Reconstructing movement trajectories with the Valhalla routing engine
This tutorial presents a practical use case for Valhalla, a popular open-source engine for routing and map matching that can enrich geospatial data.
Geospatial challenge: device track is incomplete
Our METER tech team works with anonymised footfall data captured by mobile apps. These mobility records are intrinsically fragmentary, often ending when the app shifts to the background. So we never observe a device’s complete journey.

Complete trajectory data offers significant value:
We want to measure realistic media metrics by reconstructing the full device track and identifying how many times it intersects particular areas, such as billboard visibility zone or point of interest (POI). This allows us to calculate marketing KPIs like Reach, Opportunities to See (OTS) and Rating, since they are all rooted in real movement data.
We want to profile data. Track data also serves as the foundation for further analytics and machine learning. For example, we can generate a track embedding with an AI model and aggregate it into a device-level embedding (embeddings are vector representations of real-world items). Then feed those embeddings into models that predict a device’s profile: gender, age, income, interests from originally entirely anonymous data.
Here is an example of our machine-learning process and audience profiling in this slide deck.

By mapping every audience intersection with all city (D)OOH inventory such as billboards, we can design an optimal advertising campaign tailored to the target audience’s profile.
Map matching as a tech solution
Enriching a device track involves generating additional points along its path. A routing and map-matching framework is an algorithm that computes a route from point A to point B. The beauty of using map-matching framework is that it provides the extra points we need and ensures they align accurately with the road network, which is crucial.
Routing frameworks are available as both open-source and proprietary options. Our team selected Valhalla, utilizing its Meili component for map matching:
Fully open source: Valhalla’s code and Docker image are publicly available;
OSM-based: it relies on OpenStreetMap data, which is also freely downloadable thanks to its vibrant community;
Self-hosted deployment: we run Valhalla within our own infrastructure, so there are no restrictions on backend requests or map requests.
Valhalla is an open-source routing engine written in C++. It supports multiple travel modes - driving, cycling, walking, and public transit - that can be switched at runtime. Since it runs in Docker container, you can host it on your own servers without any external limits on requests.

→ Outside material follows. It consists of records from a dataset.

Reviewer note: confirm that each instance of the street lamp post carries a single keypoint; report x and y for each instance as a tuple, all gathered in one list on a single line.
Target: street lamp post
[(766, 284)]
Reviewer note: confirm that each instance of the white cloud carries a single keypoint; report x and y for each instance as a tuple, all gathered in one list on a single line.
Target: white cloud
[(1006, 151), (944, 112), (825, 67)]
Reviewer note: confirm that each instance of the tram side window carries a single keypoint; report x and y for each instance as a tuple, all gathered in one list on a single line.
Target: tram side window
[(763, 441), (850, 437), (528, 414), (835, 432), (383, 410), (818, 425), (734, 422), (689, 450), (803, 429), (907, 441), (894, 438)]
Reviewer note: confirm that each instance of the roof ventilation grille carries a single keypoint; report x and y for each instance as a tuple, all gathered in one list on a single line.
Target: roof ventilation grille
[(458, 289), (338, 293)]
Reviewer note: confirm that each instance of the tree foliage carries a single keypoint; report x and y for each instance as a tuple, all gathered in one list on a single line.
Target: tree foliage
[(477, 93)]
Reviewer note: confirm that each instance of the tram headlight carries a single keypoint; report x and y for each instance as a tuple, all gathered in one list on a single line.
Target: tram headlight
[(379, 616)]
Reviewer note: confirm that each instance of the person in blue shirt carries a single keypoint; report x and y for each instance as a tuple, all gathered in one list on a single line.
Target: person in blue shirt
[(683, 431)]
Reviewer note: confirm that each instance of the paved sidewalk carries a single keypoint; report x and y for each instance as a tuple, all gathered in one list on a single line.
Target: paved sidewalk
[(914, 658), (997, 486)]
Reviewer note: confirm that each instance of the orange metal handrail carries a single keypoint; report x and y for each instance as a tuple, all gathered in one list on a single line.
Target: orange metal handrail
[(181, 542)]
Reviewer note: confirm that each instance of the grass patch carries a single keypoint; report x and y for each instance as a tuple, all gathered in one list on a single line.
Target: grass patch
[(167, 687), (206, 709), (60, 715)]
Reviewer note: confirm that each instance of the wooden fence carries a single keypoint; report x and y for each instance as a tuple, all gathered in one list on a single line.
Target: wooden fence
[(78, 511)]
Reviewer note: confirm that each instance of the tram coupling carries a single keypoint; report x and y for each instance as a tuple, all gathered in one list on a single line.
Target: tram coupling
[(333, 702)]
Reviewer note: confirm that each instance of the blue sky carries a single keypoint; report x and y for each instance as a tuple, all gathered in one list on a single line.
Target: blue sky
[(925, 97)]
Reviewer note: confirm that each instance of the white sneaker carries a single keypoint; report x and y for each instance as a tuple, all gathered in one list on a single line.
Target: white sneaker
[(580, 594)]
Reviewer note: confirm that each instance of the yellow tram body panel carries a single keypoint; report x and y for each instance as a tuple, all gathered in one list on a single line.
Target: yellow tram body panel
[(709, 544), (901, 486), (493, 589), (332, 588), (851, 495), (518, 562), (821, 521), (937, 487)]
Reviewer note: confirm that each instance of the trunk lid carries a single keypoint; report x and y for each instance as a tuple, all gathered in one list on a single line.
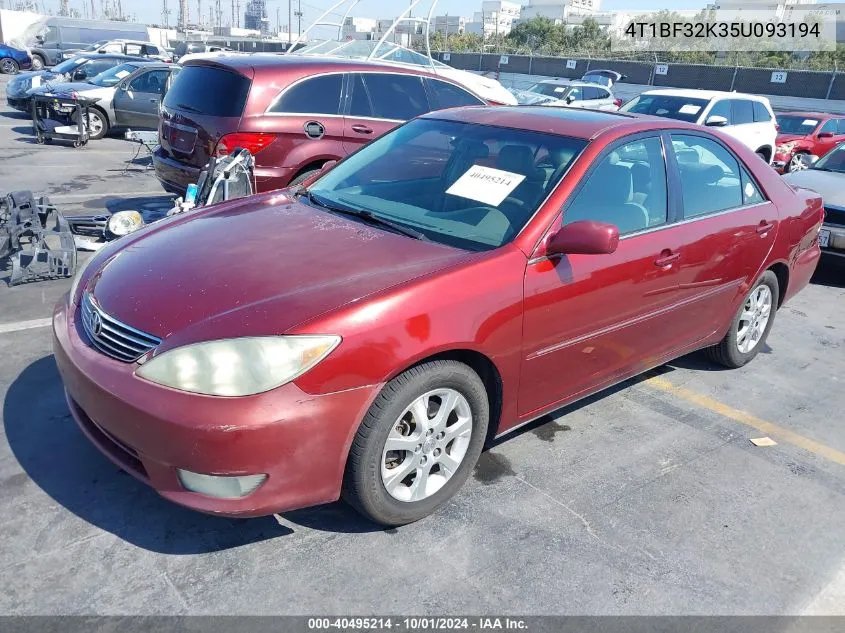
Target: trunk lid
[(205, 103)]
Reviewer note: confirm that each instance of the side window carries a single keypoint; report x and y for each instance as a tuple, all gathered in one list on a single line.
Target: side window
[(317, 95), (709, 176), (153, 82), (761, 113), (399, 97), (448, 95), (743, 111), (627, 189), (721, 108), (750, 192), (360, 104), (831, 126)]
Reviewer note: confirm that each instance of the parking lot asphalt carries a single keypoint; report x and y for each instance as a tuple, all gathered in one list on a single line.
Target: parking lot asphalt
[(646, 499)]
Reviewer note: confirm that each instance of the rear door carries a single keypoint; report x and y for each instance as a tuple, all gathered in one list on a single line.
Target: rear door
[(378, 102), (729, 227), (204, 103), (138, 105)]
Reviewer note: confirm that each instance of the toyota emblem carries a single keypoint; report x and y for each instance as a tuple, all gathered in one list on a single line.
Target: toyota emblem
[(96, 324)]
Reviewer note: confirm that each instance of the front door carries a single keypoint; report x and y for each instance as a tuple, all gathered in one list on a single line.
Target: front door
[(590, 320), (138, 105)]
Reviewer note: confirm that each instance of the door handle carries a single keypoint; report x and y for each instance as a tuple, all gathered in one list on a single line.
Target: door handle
[(765, 227), (667, 258)]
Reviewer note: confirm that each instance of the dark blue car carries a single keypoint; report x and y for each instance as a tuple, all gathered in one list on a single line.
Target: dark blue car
[(13, 60)]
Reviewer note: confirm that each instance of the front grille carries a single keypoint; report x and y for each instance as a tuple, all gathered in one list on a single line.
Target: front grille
[(112, 337), (832, 215)]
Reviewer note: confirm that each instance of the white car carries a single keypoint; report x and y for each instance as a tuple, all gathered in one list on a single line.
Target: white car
[(563, 93), (748, 118)]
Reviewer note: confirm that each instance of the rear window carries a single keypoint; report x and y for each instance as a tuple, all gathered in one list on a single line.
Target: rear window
[(208, 90)]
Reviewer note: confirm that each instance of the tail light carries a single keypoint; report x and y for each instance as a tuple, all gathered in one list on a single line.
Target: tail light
[(252, 141)]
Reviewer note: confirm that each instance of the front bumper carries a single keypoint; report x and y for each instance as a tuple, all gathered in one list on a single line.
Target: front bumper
[(298, 439), (835, 240)]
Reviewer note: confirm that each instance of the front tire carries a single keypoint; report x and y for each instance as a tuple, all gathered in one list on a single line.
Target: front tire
[(9, 66), (418, 443), (750, 326)]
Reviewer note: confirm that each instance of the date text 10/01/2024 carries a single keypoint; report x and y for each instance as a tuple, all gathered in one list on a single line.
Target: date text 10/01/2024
[(417, 623)]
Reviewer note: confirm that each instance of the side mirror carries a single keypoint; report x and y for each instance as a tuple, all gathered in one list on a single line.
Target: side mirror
[(584, 237)]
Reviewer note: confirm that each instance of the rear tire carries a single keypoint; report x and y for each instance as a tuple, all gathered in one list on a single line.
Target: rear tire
[(747, 334), (442, 446), (9, 66)]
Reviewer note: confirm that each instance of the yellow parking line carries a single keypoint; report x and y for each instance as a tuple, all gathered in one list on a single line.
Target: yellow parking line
[(782, 434)]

The Valhalla engine has been employed by BMW in their in-car navigation systems (based on an great interview with Valhalla developers Kevin and David - highly recommended), by Sidewalk Labs for route calculation and urban mobility analysis, by Stadia Maps whose cloud routing APIs are built on Valhalla and also by Hammerhead, which used Valhalla to generate cycling routes on their Android devices.
For more information on comparing routing engines, you can find an excellent comparison table of approaches here (created by Nils Nolde - one of co-maintainers of the Valhalla). You can also benchmark different routing engines using routingpy Python package.
Get started with the Valhalla docker
Before you begin, ensure the following prerequisites are met:
Docker Desktop is installed and running;
The specified region’s OSM maps are downloaded.
Keep in mind that feeding OSM maps into the docker for generating tiles can be time-consuming: the larger the area you need, the longer it will take.
Tiles are small, square map segments loaded on demand, without using the entire map. Valhalla uses tiles to perform its computations.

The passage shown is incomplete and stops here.